С открытием музея Андрея Белого квартире Бугаевых была дана третья жизнь. Правда, началась эта третья жизнь относительно недавно. В Советском Союзе имя Андрея Белого было фактически под запретом, и надеяться на открытие музея могли лишь безумцы. В 1930-е годы дом, в котором жил писатель, отдали под коммуналки, потом — в распоряжение Министерства иностранных дел. В 1980-е квартира Бугаевых, как представляющая безусловную культурную ценность, была передана Государственному музею А.С.Пушкина. Такое сопряжение двух значимых имен — Пушкина и Белого — может показаться странным. Но только на первый взгляд. И Пушкин, и Белый оказались «арбатцами» и к тому же — ближайшими соседями. В 1831 году Пушкин после свадьбы привел молодую жену Наталью Николаевну в дом Хитрово (ул. Арбат, д. 53). И в нем открылась «Мемориальная квартира А.С.Пушкина». Дом Рахманова, в котором родился Андрей Белый, — следующий после пушкинского: ул. Арбат, д. 55. Таким образом в двух соседних арбатских домах сошлись два века русской литературы — золотой и серебряный, и два ярчайших представителя русского поэтического ренессанса — Пушкин и Белый.

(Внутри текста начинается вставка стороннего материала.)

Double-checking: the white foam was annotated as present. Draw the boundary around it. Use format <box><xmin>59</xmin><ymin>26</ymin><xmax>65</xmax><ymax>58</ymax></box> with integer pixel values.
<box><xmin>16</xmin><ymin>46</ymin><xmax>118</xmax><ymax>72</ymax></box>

Белый не знал о таком значимом соседстве: арбатский адрес Пушкина при жизни Белого был еще неизвестен. А если бы знал, то, конечно бы, назвал это не случайным совпадением, а символической встречей. Ведь пушкинская тема прошла лейтмотивом через всю биографию Белого. «Почему так торжественно предполагается чествовать столетие со дня рождения А.С.Пушкина?» — так называлось его выпускное гимназическое сочинение. Как сознательное развитие пушкинского «петербургского мифа» писал он свой самый знаменитый роман «Петербург» (отдельное издание — 1916). Пушкинский стих стал объектом его глубокого исследования в книге «Ритм как диалектика и "Медный всадник"» (1929). До самой смерти Белого в его комнате на стене висел портрет Пушкина (вместе с портретами отца и М.В.Ломоносова). Поэт П.Н.Зайцев, подаривший ему этот портрет Пушкина (репродукцию с гравюры Т.Райта), записал в мемуарах следующие слова Андрея Белого, объясняющие, почему именно эти портреты он держит перед глазами: «Другое как-то убираешь глубоко внутрь… и выступают: Пушкин, Ломоносов…»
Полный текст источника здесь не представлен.